Мне страшно. Никогда в жизни я не испытывал такого страха, я уже давно забыл, что это такое и вот теперь я боюсь. Боюсь катастрофических последствий, которые может повлечь за собой каждое мое действие. Мысль о том, что в этот самый момент они пытают Камиллу, чтобы вырвать у нее сведения, которых она не знает, сводит меня с ума. Только уговоры товарищей удерживают меня от того, чтобы не броситься в ловушку, которая мне уготована. Я ничего не могу сделать для Камиллы: нужно было бы для этого организовать нападение на форт «А»!.. Любой ценой я стремлюсь к действию. Арест Камиллы поверг меня в невероятную тоску, и это превратило меня в грозного противника. Я научился убивать. Я умею нанести удар там, где нужно. До сих пор я убивал потому, что так было нужно. Теперь же… я не могу быть твердо уверен, что делаю это не для того, чтобы получать удовольствие…

С каждым днем нас становится все больше. К нам присоединяются многие из тех, кто скрывается от высылки на работы в Германию.

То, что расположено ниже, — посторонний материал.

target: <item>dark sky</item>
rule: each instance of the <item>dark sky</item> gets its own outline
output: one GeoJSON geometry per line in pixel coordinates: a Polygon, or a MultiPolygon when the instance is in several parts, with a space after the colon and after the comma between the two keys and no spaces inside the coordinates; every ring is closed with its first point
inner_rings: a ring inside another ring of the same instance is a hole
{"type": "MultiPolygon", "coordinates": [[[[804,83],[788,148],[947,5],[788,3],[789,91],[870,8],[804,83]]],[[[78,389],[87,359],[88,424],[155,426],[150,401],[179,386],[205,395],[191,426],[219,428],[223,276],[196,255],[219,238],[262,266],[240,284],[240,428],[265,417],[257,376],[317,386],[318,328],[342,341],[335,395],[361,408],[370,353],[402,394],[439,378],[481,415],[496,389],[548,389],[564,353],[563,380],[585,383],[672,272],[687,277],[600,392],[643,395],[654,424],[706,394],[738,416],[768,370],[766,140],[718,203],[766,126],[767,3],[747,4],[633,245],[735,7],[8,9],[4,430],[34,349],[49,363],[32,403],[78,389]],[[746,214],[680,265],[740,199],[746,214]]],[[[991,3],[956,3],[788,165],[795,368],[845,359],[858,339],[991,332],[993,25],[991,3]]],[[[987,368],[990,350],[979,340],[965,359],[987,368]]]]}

Мы действуем сейчас гораздо эффективнее, мобильнее, но… с каждым вновь прибывшим повышается и риск предательства. Число наших операций постоянно растет. Мы уже так привыкли к борьбе, что часто задаемся вопросом, – а сможем ли мы вернуться к мирной жизни… Однако каждое наше действие направлено на то, чтобы возобновилась мирная и спокойная жизнь, еще более спокойная, чем раньше, если только это возможно…

…Камилла доказывает мне силу своей любви молчанием; докажи же мне свои чувства осторожностью. Целую тебя.

Лоран.

P.S. Я решил не присылать тебе с этим письмом свою газету. Не хочу, чтобы она сгорела. Ты должна уничтожать ВСЕ, что получаешь от меня».

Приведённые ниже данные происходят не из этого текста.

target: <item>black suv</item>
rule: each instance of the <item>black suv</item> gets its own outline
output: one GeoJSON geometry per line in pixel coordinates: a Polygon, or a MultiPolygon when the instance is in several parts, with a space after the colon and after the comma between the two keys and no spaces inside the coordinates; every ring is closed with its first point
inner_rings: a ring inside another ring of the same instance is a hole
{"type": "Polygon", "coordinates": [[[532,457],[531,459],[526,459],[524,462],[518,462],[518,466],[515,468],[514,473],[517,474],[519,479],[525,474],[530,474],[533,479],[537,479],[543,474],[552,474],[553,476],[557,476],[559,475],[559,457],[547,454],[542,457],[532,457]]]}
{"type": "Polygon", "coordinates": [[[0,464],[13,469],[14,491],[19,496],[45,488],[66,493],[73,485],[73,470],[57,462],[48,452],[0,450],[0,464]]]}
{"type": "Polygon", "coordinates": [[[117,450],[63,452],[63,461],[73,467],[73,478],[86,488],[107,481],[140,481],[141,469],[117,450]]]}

Леа свернула письмо, словно фитиль, и подошла к камину. Она смотрела, как пламя пожирает бумагу, и не бросала ее до тех пор, пока огонь не подобрался к кончикам пальцев. Она была слишком встревожена, чтобы обдумать или хотя бы прочувствовать, что бы то ни было. Единственное, чего она сейчас хотела, так это спрятаться от всего в объятиях Франсуа.